Ci manca solo che gli chieda favori, pensai. «No, grazie.» Risposi.
«Quando vuoi, basta chiedere.» Ellison era pensierosa. Eravamo da poco rientrate dalla terapia di gruppo con il dottor Greg, ed avevamo il cervello liquefatto. Durante le sue sedute si parlava di cibo, materia in cui eravamo tutte esperte. Ma il dialogo non era improntato su numeri, calorie, peso. Riguardava piuttosto la sana alimentazione, il valore dei pasti e l'importanza di fornire al nostro corpo tutti i macronutrienti per far sì che muscoli e organi collaborassero tra loro in modo che l'individuo potesse dedicarsi a vivere secondo i suoi interessi. La convinzione che i miei metodi di sostentamento mi garantissero un rendimento massimale sui pattini cibandomi di riso, petto di pollo e qualche mela verde, venne cestinato alla fine dell'incontro.
«Elly, ma questo libro non è in inglese.» dissi notando qualche parola spezzata che non riuscivo a ricostruire. «Che lingua è?»
«Italiano!» disse, come se fosse ovvio.
«Parli italiano?!» chiesi stupita.
«Certo, i miei nonni materni vivono lì! Tutti in famiglia lo parliamo» disse orgogliosa. «E' rimasta solo la nonna Gina in realtà, ed è la mia persona preferita al mondo! E' stata lei a far conoscere la Merini a me e Jordan..ma sul serio non la conosci?» Scossi la testa in risposta, mantenendo lo sguardo su di lei per invitarla a continuare.
«Alda Merini era una poetessa italiana, fumatrice incallita e dotata di una mano d'oro. Aveva una capacità di trasformare i pensieri in parole scritte che noi comuni umani possiamo solo sognare. Sai, anche lei è stata ricoverata in un istituto psichiatrico. Negli anni cinquanta, in italia si chiamavano manicomi.»
«Era anoressica anche lei?»
«Oh no. Lei niente disturbi alimentari. Era bipolare. E' un disturbo dell'umore in cui periodi di depressione si alternano a periodi di euforia con episodi maniacali. Viviamo in un turbinio di emozioni a ritmi difficili da prevedere. Pensa che Alda, nei periodi down, se ne stava per ore alla stazione dei treni, a piangere per il semplice fatto che questi partivano. Al contrario nei periodi up, rubava quel che le capitava a tiro. Una volta si è addirittura fatta fotografare nuda, pubblicando le foto, convinta di placare così le sue pulsioni sessuali.» disse quasi divertita.
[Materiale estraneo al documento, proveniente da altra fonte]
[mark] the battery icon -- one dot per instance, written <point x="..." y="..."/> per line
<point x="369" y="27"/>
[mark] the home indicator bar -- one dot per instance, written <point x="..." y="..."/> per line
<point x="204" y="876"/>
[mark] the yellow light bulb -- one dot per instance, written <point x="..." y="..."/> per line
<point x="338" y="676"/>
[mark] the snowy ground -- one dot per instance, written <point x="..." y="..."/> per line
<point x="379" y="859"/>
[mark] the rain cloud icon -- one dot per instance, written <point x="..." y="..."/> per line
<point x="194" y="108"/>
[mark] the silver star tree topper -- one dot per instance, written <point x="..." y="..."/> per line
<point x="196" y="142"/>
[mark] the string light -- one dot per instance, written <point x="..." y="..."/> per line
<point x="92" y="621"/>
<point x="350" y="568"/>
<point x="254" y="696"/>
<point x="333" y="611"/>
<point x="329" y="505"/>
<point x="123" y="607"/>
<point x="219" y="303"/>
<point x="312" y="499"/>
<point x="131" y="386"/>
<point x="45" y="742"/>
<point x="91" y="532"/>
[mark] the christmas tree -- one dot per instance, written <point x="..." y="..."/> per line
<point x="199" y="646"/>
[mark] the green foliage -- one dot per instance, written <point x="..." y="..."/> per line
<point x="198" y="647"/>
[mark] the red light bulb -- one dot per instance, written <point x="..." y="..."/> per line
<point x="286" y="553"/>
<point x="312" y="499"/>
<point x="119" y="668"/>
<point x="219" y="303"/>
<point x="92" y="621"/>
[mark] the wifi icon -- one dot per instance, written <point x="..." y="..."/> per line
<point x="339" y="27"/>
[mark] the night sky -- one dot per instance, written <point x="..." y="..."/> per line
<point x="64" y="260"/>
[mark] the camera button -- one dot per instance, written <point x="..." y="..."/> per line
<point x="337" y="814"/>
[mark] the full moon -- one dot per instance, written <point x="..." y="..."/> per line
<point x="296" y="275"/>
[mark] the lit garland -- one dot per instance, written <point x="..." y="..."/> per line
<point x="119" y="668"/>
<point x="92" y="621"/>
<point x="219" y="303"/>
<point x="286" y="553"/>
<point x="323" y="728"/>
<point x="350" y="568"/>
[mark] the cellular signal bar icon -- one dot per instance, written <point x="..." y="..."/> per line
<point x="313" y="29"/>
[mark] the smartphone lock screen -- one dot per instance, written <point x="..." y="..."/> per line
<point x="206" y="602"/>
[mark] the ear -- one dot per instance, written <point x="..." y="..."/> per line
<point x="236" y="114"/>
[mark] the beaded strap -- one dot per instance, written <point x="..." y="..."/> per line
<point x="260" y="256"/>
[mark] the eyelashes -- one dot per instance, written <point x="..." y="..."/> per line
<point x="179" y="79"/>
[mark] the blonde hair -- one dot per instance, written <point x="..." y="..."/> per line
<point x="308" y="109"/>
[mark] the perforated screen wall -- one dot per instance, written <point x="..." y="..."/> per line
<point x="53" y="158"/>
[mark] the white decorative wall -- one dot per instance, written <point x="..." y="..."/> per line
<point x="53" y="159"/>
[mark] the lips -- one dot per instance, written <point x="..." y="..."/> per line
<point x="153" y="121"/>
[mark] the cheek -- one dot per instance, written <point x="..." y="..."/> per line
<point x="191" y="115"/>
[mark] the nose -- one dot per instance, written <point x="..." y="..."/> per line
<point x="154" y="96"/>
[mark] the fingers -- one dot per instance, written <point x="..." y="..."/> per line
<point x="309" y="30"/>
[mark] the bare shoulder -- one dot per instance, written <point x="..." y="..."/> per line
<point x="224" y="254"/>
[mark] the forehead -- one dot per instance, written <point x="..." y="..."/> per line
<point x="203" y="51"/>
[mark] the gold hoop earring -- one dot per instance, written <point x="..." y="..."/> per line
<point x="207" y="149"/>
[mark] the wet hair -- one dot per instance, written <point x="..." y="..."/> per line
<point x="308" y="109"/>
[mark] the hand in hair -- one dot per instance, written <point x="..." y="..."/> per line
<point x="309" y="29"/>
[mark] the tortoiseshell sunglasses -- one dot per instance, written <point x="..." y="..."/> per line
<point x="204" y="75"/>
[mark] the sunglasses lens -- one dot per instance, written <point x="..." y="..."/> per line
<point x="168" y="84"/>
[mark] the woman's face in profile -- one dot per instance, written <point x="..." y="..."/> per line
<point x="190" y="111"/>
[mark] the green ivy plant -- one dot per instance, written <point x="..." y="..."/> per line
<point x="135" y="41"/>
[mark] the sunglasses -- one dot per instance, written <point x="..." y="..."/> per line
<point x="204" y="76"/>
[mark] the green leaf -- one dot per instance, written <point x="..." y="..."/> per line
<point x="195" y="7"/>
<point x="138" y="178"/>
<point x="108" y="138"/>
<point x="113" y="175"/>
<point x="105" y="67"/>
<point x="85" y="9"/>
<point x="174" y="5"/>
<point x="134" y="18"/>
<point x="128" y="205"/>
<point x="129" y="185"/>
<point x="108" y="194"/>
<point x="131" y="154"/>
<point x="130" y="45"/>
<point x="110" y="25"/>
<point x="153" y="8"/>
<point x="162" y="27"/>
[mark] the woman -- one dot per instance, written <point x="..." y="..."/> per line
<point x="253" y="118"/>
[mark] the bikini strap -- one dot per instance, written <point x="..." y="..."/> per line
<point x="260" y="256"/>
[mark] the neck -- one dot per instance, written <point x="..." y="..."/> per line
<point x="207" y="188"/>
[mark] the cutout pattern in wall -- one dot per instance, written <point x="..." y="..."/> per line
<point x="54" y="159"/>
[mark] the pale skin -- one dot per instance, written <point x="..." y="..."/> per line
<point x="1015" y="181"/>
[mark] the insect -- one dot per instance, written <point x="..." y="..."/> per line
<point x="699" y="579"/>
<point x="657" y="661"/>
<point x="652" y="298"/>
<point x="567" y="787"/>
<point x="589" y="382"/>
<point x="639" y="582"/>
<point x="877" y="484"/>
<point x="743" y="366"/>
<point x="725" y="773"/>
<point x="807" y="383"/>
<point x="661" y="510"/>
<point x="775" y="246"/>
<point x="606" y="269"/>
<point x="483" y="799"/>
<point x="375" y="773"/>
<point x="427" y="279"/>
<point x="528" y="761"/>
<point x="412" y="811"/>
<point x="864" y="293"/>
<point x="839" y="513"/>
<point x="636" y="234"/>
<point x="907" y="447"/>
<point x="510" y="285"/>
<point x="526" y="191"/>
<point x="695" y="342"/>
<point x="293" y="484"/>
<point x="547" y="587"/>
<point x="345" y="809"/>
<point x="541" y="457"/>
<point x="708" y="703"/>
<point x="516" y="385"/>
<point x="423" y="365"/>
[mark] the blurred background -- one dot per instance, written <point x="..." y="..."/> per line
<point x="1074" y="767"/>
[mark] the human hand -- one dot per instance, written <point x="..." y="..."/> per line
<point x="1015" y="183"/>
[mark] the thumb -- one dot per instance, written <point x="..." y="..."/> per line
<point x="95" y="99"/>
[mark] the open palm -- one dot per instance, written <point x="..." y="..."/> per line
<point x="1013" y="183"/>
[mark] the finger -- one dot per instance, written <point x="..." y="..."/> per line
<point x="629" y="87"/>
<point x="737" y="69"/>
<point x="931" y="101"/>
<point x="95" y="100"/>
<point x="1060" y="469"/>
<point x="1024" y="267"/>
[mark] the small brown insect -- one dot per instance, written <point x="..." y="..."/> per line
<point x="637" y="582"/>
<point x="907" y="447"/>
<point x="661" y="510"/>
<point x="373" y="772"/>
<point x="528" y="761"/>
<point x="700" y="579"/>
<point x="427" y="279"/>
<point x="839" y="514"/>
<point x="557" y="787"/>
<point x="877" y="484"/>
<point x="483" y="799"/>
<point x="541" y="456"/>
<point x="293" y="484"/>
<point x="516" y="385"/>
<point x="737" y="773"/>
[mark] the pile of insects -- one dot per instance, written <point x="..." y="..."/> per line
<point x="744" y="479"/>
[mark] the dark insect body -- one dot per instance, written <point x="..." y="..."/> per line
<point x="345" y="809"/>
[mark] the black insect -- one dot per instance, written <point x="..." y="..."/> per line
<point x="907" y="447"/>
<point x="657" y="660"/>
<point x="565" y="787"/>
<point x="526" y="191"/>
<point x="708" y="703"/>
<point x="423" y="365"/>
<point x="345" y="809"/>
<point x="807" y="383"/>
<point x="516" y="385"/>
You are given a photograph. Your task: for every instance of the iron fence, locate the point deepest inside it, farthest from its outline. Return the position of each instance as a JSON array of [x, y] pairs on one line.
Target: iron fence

Ignoravo il fatto che gli sbalzi d'umore potessero diventare una malattia vera e propria. E metabolizzando le sue parole, mi accorsi di un probabile errore.
«Elly?»
«Si?»
«Hai detto...viviamo.» Dissi cautamente.
«Corretto, ragazza mia. Ma per me niente elettroshock, monitoriamo la situazione con gli psicofarmaci e tanta terapia.»
«Non lo sapevo, Elly.» Non sapevo se fosse giusto o meno addentrarsi nel territorio per me inesplorato del suo io interiore, era difficile trovare parole adatte che non la facessero sentire nè pazza, nè compatita. Ma lei continuò a spiegarsi, nella sua tranquillità invidiabile.
«Sono le medicine che mi hai visto prendere in infermeria l'altro giorno, a darmi l'equilibrio.»
Fu strano venire a conoscenza che la mia compagna di stanza portasse addosso un tale malloppo. Cosa si prova a vivere guardando sempre il mondo attraverso un paio di occhiali dalle lenti scure? E se queste venissero periodicamente sostituite da lenti formate da un mosaico di vetri di diversi colori? La montatura resterebbe sempre la stessa, ma l'oggetto osservato cambierebbe ruotando leggermente la testa. Quanto può essere fuorviante la realtà? Pensai che fosse come se le mancassero le comuni lenti trasparenti che permettono di ammirare la realtà nella sua concretezza. E immaginai che fossero proprio le medicine, a darle quella trasparenza di cui tanto avesse tanto bisogno per vivere un'esistenza dignitosa.
«Guarirai mai?» Azzardai.
«Oh, no. Ci si convive. Si guarisce l'episodio acuto, depressivo o maniacale che sia. Ma il disturbo bipolare si ripresenta ciclicamente perchè ci sono scompensi di dopamina e serotonina, alla base. Sono due neurotrasmettitori che il mio cervello produce così, un po' come cazzo gli pare.» disse gesticolando.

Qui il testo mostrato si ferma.